Both Lens and Pipe expose Python clients for programmatic access. Use them in AI agent frameworks like CrewAI, LangGraph, and AutoGen, or in any Python script.

LensClient

Install

pip install dataspoc-lens

Basic Usage

from dataspoc_lens import LensClient

with LensClient() as client:
    # Discover tables
    tables = client.tables()
    for table in tables:
        print(f"{table['name']} - {table['row_count']} rows")

    # Get table schema
    schema = client.schema("raw.my_source.orders")
    for col in schema["columns"]:
        print(f"  {col['name']}: {col['type']}")

    # Run SQL query
    result = client.query("""
        SELECT customer, SUM(revenue) as total
        FROM raw.my_source.orders
        GROUP BY customer
        ORDER BY total DESC
        LIMIT 10
    """)
    print(result)

    # Ask in natural language
    answer = client.ask("top customers by revenue")
    print(answer)

Cache Management

from dataspoc_lens import LensClient

with LensClient() as client:
    # Check cache freshness
    status = client.cache_status()
    print(f"Tables cached: {status['cached_tables']}")
    print(f"Stale tables: {status['stale_tables']}")

    # Refresh all cache
    client.cache_refresh()

    # Refresh only stale tables
    client.cache_refresh_stale()

    # Clear cache entirely
    client.cache_clear()

Full API Reference

Method	Returns	Description
`tables()`	`list[dict]`	List all tables with metadata
`schema(table)`	`dict`	Column names, types, and stats
`query(sql)`	`dict`	Execute SQL, return rows and columns
`ask(question)`	`dict`	Natural language question, returns SQL + result
`cache_status()`	`dict`	Cache freshness and size per table
`cache_refresh()`	`None`	Refresh all cached data
`cache_refresh_stale()`	`None`	Refresh only tables with outdated cache
`cache_clear()`	`None`	Remove all cached data
`close()`	`None`	Release resources (called automatically with `with`)

PipeClient

Install

pip install dataspoc-pipe

Basic Usage

from dataspoc_pipe import PipeClient

client = PipeClient()

# List all pipelines
pipelines = client.pipelines()
for p in pipelines:
    print(f"{p['name']} - {p['status']}")

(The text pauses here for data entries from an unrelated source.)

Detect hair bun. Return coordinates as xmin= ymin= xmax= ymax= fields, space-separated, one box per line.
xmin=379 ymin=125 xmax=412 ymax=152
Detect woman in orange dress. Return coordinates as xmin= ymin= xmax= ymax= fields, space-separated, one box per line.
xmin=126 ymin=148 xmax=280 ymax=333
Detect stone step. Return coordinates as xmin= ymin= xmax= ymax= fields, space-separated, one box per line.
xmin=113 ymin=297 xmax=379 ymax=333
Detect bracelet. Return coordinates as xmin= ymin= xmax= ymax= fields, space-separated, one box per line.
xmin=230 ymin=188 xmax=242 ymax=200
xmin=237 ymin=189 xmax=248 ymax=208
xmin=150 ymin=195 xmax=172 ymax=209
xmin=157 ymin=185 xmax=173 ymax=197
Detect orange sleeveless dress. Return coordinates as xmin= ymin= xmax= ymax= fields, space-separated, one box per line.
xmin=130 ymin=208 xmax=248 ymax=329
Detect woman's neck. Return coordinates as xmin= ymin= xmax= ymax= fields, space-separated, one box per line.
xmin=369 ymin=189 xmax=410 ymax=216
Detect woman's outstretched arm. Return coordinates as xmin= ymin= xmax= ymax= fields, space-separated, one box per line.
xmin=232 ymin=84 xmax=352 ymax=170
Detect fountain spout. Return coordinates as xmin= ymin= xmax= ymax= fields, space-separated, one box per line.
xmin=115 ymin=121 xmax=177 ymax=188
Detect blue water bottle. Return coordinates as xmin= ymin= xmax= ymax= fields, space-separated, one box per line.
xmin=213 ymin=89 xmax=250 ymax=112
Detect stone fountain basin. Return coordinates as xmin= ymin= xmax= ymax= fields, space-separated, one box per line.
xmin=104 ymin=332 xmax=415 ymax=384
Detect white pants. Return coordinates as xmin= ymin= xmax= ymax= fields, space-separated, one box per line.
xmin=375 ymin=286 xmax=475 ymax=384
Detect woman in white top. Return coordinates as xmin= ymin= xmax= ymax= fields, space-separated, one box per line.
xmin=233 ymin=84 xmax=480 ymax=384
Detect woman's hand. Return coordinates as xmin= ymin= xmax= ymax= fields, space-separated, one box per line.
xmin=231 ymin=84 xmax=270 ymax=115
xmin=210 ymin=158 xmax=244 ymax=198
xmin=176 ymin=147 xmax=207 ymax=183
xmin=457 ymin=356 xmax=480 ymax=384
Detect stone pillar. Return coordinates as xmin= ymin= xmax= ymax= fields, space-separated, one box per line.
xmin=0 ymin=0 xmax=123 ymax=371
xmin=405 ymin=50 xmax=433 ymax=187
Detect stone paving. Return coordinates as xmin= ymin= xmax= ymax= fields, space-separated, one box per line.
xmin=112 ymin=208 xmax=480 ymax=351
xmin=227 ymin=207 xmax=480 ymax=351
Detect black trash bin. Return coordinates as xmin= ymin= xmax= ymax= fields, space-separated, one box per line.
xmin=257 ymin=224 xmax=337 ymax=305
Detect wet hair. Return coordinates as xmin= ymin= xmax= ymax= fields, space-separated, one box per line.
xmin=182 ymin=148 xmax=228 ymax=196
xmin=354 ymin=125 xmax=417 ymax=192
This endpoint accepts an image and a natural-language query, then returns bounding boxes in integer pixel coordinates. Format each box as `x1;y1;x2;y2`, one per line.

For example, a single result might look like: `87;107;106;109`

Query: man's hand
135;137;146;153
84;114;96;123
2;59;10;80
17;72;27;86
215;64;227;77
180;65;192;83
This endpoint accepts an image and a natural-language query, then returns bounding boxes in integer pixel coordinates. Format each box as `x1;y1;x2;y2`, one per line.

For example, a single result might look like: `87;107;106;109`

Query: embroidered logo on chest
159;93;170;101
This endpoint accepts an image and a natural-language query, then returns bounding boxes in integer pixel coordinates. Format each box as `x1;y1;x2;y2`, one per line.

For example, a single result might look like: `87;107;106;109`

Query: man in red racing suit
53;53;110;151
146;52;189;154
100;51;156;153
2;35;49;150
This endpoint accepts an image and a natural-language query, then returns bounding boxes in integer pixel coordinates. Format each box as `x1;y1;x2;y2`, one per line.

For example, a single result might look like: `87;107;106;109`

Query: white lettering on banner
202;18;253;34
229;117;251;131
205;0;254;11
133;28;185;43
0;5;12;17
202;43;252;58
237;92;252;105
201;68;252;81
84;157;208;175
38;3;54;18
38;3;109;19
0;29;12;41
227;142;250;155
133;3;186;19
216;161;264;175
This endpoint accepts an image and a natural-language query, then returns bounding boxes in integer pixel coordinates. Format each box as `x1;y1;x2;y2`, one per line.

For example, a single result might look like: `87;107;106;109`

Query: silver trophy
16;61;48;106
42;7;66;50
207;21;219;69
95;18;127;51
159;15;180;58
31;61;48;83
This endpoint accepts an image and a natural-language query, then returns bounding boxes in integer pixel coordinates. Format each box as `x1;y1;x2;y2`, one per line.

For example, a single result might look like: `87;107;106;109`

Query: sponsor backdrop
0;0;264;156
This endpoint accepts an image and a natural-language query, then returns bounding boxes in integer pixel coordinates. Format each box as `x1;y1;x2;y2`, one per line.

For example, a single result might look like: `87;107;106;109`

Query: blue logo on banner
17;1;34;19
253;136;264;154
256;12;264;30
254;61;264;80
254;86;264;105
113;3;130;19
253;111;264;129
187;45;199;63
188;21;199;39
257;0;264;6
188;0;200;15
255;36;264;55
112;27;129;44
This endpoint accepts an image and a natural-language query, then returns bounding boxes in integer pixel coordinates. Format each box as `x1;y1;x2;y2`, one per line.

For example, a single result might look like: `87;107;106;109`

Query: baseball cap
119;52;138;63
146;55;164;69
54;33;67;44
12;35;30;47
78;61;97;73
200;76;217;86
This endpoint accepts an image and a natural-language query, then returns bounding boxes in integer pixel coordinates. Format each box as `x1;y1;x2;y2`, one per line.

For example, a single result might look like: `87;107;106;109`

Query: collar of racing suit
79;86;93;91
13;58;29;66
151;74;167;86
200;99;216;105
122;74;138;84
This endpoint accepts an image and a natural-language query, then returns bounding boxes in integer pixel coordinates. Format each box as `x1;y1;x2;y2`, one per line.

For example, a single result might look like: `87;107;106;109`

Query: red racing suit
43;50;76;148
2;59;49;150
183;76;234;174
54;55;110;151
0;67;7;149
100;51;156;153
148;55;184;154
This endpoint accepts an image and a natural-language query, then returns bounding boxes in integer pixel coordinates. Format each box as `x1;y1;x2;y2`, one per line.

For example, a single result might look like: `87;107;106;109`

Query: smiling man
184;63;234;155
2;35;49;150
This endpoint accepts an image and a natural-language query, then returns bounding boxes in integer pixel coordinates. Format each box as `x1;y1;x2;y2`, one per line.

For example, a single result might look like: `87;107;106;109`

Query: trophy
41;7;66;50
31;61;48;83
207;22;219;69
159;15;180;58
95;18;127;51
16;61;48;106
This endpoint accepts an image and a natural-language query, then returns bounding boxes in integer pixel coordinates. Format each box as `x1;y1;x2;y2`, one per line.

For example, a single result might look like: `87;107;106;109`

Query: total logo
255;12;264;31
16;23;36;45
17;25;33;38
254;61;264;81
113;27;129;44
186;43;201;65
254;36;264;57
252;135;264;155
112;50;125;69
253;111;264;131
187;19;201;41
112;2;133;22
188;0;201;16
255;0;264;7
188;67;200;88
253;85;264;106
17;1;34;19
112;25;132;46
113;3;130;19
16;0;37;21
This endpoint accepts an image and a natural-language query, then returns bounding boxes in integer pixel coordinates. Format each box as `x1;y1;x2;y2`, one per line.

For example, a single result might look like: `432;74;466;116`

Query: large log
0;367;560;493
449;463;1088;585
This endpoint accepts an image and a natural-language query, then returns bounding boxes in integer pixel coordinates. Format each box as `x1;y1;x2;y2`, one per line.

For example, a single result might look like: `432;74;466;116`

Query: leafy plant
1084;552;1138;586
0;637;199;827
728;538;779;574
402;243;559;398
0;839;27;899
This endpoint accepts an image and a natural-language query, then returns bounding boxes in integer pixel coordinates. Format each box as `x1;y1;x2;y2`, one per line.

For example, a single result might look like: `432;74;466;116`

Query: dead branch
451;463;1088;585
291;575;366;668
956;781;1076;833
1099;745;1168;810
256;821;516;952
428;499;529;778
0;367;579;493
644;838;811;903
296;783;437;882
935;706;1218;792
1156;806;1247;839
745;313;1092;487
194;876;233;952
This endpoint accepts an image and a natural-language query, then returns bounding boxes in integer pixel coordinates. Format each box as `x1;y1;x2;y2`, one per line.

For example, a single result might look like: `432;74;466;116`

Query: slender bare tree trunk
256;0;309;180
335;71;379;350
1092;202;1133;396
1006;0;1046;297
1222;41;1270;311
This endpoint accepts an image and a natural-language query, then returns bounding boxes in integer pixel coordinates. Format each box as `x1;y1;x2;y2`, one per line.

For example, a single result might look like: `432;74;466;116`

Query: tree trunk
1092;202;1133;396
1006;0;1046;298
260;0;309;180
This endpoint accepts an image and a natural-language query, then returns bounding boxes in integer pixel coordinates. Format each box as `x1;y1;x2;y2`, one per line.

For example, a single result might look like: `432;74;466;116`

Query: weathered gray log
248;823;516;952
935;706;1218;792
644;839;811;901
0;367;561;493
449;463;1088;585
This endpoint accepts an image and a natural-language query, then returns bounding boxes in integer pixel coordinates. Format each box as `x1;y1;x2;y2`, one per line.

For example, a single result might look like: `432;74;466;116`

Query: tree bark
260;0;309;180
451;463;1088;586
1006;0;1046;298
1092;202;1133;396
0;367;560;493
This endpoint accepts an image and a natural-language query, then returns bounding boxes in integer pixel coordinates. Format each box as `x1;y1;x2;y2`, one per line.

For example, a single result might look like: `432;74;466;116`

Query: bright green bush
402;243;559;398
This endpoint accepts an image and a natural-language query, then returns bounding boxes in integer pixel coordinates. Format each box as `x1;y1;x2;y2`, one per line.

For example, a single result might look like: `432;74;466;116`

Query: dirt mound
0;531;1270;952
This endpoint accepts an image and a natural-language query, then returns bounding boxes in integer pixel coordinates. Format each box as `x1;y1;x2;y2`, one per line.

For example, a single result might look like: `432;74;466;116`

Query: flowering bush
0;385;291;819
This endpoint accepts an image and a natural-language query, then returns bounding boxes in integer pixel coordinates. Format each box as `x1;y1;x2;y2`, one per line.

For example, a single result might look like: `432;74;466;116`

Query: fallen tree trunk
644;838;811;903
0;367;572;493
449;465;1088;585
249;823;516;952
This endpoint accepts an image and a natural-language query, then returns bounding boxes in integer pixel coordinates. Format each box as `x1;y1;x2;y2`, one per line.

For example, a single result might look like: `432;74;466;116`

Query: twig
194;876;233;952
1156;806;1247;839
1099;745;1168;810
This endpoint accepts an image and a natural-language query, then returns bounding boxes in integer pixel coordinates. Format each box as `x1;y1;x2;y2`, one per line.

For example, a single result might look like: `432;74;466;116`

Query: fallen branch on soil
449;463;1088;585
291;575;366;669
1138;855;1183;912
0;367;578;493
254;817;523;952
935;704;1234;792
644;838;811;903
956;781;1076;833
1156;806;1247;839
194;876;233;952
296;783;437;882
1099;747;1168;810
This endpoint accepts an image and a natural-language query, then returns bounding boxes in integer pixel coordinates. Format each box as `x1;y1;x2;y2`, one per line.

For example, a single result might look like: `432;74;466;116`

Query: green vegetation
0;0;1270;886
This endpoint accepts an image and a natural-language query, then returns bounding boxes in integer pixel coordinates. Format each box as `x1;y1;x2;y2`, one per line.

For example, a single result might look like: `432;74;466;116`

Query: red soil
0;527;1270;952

# View pipeline configuration
config = client.config("my-source")
print(f"Source type: {config['source_type']}")
print(f"Tables: {config['tables']}")

# Run a pipeline
result = client.run("my-source")
print(f"Status: {result['status']}")
print(f"Rows synced: {result['rows_synced']}")

# Check status
status = client.status("my-source")
print(f"Last run: {status['last_run']}")
print(f"Next run: {status['next_run']}")

# View logs
logs = client.logs("my-source")
for entry in logs:
    print(f"[{entry['timestamp']}] {entry['message']}")

Manifest and Validation

from dataspoc_pipe import PipeClient

client = PipeClient()

# Read the bucket manifest
manifest = client.manifest()
print(f"Tables: {len(manifest['tables'])}")
for table in manifest["tables"]:
    print(f"  {table['path']} - {table['row_count']} rows")

# Validate pipeline config before running
validation = client.validate("my-source")
if validation["valid"]:
    client.run("my-source")
else:
    for error in validation["errors"]:
        print(f"Error: {error}")

Full API Reference

Method	Returns	Description
`pipelines()`	`list[dict]`	List all configured pipelines
`config(name)`	`dict`	Pipeline configuration details
`run(name)`	`dict`	Execute pipeline, return status and row count
`status(name)`	`dict`	Last run time, status, next scheduled run
`logs(name)`	`list[dict]`	Timestamped execution log entries
`manifest()`	`dict`	Full bucket manifest with all tables
`validate(name)`	`dict`	Validate config, return errors if any

Agent Framework Examples

CrewAI

from crewai import Agent, Task, Crew
from dataspoc_lens import LensClient

client = LensClient()

analyst = Agent(
    role="Data Analyst",
    goal="Answer business questions using the data lake",
    tools=[client.ask, client.query, client.tables],
)

task = Task(
    description="Find the top 5 products by revenue last quarter",
    agent=analyst,
)

crew = Crew(agents=[analyst], tasks=[task])
crew.kickoff()

LangGraph

from langgraph.graph import StateGraph
from dataspoc_lens import LensClient

client = LensClient()

def discover_tables(state):
    state["tables"] = client.tables()
    return state

def query_data(state):
    state["result"] = client.query(state["sql"])
    return state

graph = StateGraph()
graph.add_node("discover", discover_tables)
graph.add_node("query", query_data)
graph.add_edge("discover", "query")